In the early 1970s, a large maltings was built onsite which, until very recently, provided most of the peated malt to Islay’s distilleries, including those not in the Diageo stable. The distillery closed, seemingly forever, in 1983 during the disastrous whisky loch. Following the closure, the whisky’s reputation grew and grew with increasingly difficult-to-find bottlings of its malt attracting a cult following and attendant high prices. Finally, in 2017, owner Diageo announced that Port Ellen would be refurbished and reopened along with Brora, in the northern Highlands. As noted, the distillery finally resumed production in spring 2024. 

“New” distilleries owned by small concerns are typically cash-strapped and eager to rev up sales as soon as they have legally mature stocks; given that Diageo is a huge concern that runs somewhere in the ballpark of one quarter of all of Scotland’s distilleries, they aren’t likely to be in a huge rush to release stocks from their revived concern at Port Ellen–remember, we waited 12 long years to taste anything from Roseisle. But, my guess is that in 10 or 12 years, we’ll get a first release from the revived Port Ellen, so…something to look forward to!

In the meantime, connoisseurs and completionists will have to make do with increasingly scarce and expensive bottlings from the distillery’s earlier run.

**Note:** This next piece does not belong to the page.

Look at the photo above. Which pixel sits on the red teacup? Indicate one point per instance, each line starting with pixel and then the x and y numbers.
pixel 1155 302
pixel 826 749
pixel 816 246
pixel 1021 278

I got this bottle some time before the reopening was announced. I had tried to resist the allure of Port Ellen for quite some time, but eventually, I got it into my head that I just had to try some to see what all the fuss was about. Even when I bought this, most bottlings of Port Ellen were wayyyyyy out of my price range, and even this was definitely a stretch for me (I think I paid just north of $500 for it at auction). 

Was it worth it?

Well, I sure have enjoyed it, although this is a (relatively) rare instance when I really don’t feel able to separate my appraisal of the whisky from the mystique of the distillery and the cost of the bottle, something that has, oddly, been less of an issue with the handful of even more expensive bottles I’ve sampled. More than once I’ve thought I surely overrated this whisky, and yet when I’ve revisited it, my high score has held. I’m still honestly not quite sure whether 97/100 is too high a score for this whisky, but that’s what I’ve rated it (more than once), and it is damned tasty–a complex, smoky, briney, oily, and even sweet dram.

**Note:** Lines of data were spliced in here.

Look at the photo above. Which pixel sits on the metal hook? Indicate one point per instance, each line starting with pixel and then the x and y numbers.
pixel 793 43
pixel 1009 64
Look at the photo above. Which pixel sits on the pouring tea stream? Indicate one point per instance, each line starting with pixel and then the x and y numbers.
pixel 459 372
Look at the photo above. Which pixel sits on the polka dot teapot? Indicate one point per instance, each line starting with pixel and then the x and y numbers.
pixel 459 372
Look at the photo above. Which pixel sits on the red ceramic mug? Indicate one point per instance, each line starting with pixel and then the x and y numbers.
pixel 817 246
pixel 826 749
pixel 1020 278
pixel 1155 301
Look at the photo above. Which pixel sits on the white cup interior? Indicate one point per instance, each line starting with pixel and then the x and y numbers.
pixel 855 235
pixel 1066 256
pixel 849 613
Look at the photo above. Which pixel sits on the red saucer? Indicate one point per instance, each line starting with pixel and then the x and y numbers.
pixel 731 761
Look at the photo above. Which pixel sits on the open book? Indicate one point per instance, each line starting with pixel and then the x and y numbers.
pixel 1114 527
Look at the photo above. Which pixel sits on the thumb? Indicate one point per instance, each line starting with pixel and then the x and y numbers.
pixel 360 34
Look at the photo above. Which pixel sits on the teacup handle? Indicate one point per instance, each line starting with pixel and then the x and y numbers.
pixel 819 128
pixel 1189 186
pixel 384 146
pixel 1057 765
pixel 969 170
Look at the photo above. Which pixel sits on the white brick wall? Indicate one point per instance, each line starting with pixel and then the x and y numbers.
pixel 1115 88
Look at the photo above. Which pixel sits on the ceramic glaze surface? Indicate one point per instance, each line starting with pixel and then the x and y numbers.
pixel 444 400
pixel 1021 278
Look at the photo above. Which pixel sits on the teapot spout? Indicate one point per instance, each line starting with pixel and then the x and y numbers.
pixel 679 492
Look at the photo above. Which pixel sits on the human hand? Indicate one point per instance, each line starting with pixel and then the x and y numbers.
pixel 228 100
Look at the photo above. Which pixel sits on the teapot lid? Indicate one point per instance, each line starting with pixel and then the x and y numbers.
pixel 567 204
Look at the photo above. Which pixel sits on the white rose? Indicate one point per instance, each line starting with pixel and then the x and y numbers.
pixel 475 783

McGibbon’s Provenance Port Ellen 1983, 46% abv

Bottling Information:

Expression: 1983 – 27 year old

Bottler: Douglas McGibbon

Range: Provenance

Bottle Code: L10 111 PB

Presentation: Unchillfiltered and natural color

Details: Distilled Spring 1983, bottled 2010, 27 years old

Price: $600-750

Availability: Auction, if at all.

Distillery Information:

Region: Islay

Location: Port Ellen, Argyll

Geography: Coastal

Date Founded: 1825

Owner: Diageo

Website: https://www.malts.com/en-us/

Capacity: n/a

Plant Summary: n/a

Total expressions sampled: 1

Overall distillery score: n/a

Tasting notes:

Nose: In some respects, classic south shore Islay; sooty, smoky, medicinal and briny. But there’s also an uncharacteristic sweetness here, like powdered sugar on a beignet. A cool stony, mossy mountain stream. Some berry notes, like blueberry pancakes, and the faintest whiff of fresh mint and even maple syrup.

Body: Medium, and gently oily.

Palate: Remarkable. Very smoky, but also lots of forest floor–lots of moss, cool stone, and decaying wood. A gentle, slightly metallic brininess. Engine oil. Soot and charred wood, but there’s a richness that you’d never find in a younger Ardbeg, say, and there’s a late burst of almost savory juiciness like a very ripe peach. Amazingly sweet as well as smoky and briny. Complex.

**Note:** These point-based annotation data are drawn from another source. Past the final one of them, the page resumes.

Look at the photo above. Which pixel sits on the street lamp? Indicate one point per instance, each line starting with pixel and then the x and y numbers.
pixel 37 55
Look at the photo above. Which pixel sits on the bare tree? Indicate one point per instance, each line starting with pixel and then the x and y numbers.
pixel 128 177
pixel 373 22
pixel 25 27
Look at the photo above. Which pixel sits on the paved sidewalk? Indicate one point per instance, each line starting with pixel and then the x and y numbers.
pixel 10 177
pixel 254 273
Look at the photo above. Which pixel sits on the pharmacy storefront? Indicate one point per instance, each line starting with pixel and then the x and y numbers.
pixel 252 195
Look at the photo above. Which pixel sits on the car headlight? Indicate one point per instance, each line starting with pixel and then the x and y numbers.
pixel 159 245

Finish: Long, graphite, woodsmoke. Gentle, mellow and balanced.

Score: 97/100

Who should buy it?: People with a sizable whisky budget and the dogged persistence to find a vanishingly rare bottle? People who enjoy Islay at its most uncompromising.

Overall thoughts: Even if I’ve overrated it, this is still some damned fine whisky, and if you’re a fan of the ultra-smoky and briney style of Islay’s Kildalton coast, I don’t think you’d be unhappy with this. Excellent stuff!